In that particular case if I am not using this column in a where clause, then this is most likely a false warning as it cannot then affect the row count estimates. Whereas in the following example both queries show warning in the execution plan due to the use of the CAST function. However its the second query where it's negatively affecting the performance because the war due to the use of CAST function in the WHERE CONDITION, making it essentially unsargable.  First you will notice that the second query is switched to doing scan vs seek operator being used by the first query. 


And secondly,  the second query requires significantly (relatively speaking) more I/O to get the same results. 

(1 row affected)
Table 'TBL_______________'. Scan count 0, logical reads 3, physical reads 0, read-ahead reads 0, lob logical reads 67, lob physical reads 0, lob read-ahead reads 0.

(1 row affected)

(1 row affected)
Table 'TBL_______________'. Scan count 1, logical reads 1367, physical reads 0, read-ahead reads 0, lob logical reads 69, lob physical reads 0, lob read-ahead reads 0.

(1 row affected)


Most Costly Operations:


Even though the costs listed are estimates only, optimizer does rely on those estimates and therefore we must too pay more attention to them.




Fat Pipes:

Pipes, are the arrows that connect one operator to the next and represents data movement.
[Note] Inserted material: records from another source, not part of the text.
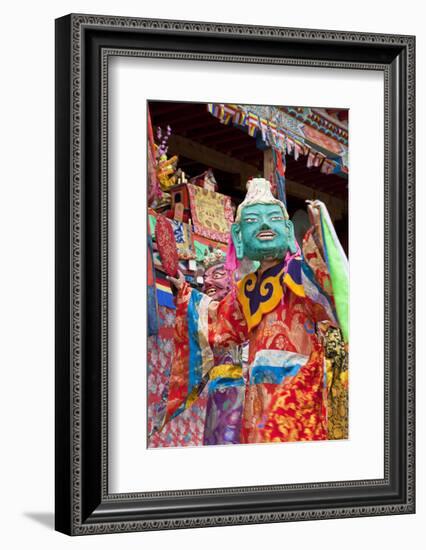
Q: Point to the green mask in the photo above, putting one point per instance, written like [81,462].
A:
[263,233]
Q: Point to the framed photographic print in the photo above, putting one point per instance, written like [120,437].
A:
[234,274]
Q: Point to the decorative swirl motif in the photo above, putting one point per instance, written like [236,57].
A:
[260,289]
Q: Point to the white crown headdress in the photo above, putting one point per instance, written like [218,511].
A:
[259,192]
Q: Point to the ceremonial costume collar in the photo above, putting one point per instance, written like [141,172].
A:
[260,294]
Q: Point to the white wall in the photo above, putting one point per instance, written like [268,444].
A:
[26,304]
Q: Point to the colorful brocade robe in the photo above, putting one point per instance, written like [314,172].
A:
[277,312]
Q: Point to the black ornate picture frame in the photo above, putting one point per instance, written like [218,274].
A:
[84,43]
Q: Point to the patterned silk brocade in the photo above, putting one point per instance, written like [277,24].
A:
[337,383]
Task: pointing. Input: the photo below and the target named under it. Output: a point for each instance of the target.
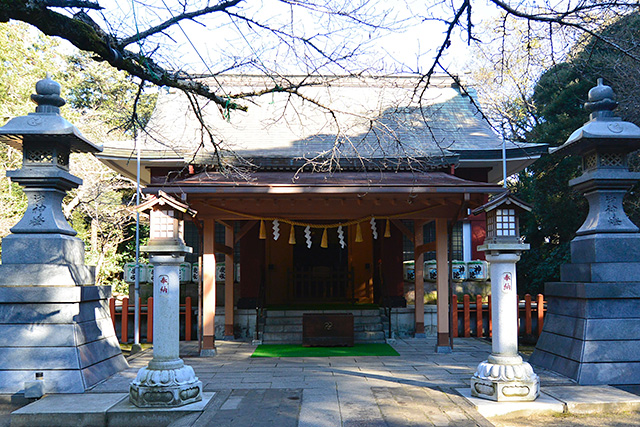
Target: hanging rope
(367, 218)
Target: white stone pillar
(166, 307)
(166, 381)
(504, 376)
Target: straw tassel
(325, 239)
(263, 230)
(292, 235)
(359, 234)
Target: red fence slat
(150, 320)
(527, 314)
(540, 313)
(467, 315)
(124, 323)
(454, 312)
(187, 319)
(490, 316)
(478, 315)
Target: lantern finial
(601, 101)
(47, 96)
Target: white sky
(220, 42)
Width of the pipes indicate amount of data being processed so a thick pipe would indicate lots of data and thin would mean less data. Another thing you would want to pay attention to is the change in pipes width from thin to fat or from fat to thin or, a fat pipe getting even fatter.







Scans: 

Relatively speaking, seeks are better than scans. It’s not that Seeks are always good or that scans are always bad but scans do indicate I/O which is often an issue for query performance.  Some times optimizer will choose scan even if a seek option is available and often it's right. In a simplistic example,  if my query SELECT * FROM MYTABLE; that contains no WHERE clause or any kind of filtering condition at all, in that case the optimizer can only choose a scan,  In fact for such queries a seek will run slower than a scan.
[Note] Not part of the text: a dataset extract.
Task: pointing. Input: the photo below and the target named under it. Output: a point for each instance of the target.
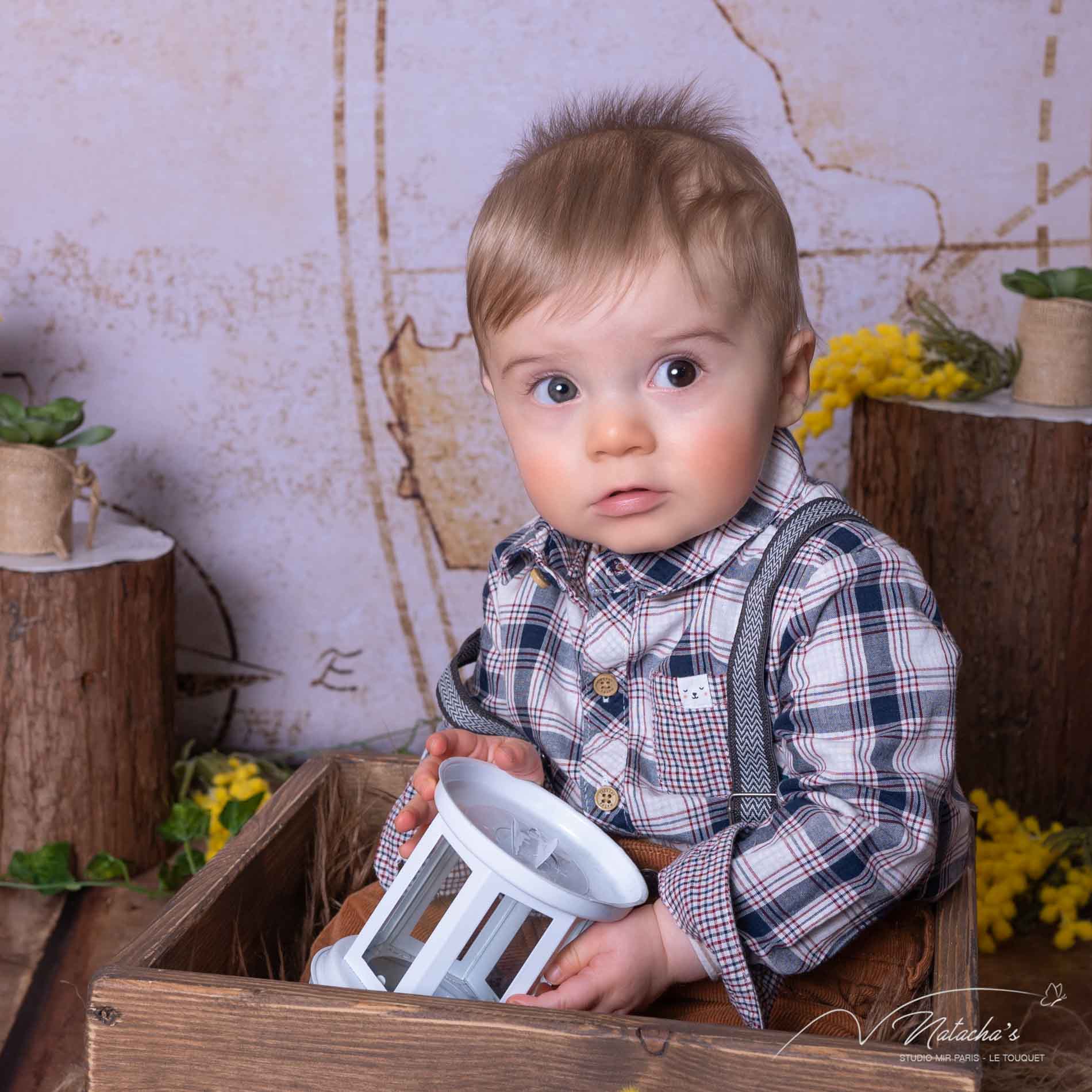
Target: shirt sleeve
(486, 683)
(864, 737)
In short, look at the scan operators more closely than say seek operators. 




Huge discrepancies between estimated and actual counts

For example, in the below screenshots the estimated rows is only 8 but actual plan returned 5.1 million rows, that's a huge discrepancy.





This could be result of 1) Outdated Statistics ( Do you have outdated statistics?
2) Parameter sniffing 3) a bad query plan getting cached (use WITH RECOMPILE to get rid of it) or sometimes combination of more than one factors.

Another discrepancy to pay attention is to look if there is a very high “Estimated Number Of Rows to be Read” compared to very low “Estimated Rows Per Execution”.  This maybe indication that your WHERE clause is unsargable.   A very simple example it would be to use aggregate functions (sum, count etc.) against all rows. 






Final thoughts:


Often this approach works to quickly identify query performance problems. Even if it doesn't eventually, its a good starting strategy. And I would admit this has its limits and won't always be enough or "good enough"  and you do then have to put in real hard work in understanding and optimizing your query. 

At that point its good idea to start paying attention to the the NodeIDs of each operation. NodeIDs are integer values starting with 0...n, from left-to-right.  It lets you know order in which your query is being processed by the SQL Server...   Some operators even refer back to other operators. 

Next, keep track of output of each operator, some operators add or change columns to the query results so knowing where each column came from can be very helpful. 

And finally, to get a complete picture, get into habit of reviewing properties of each operator and not just look at the information in the tooltip.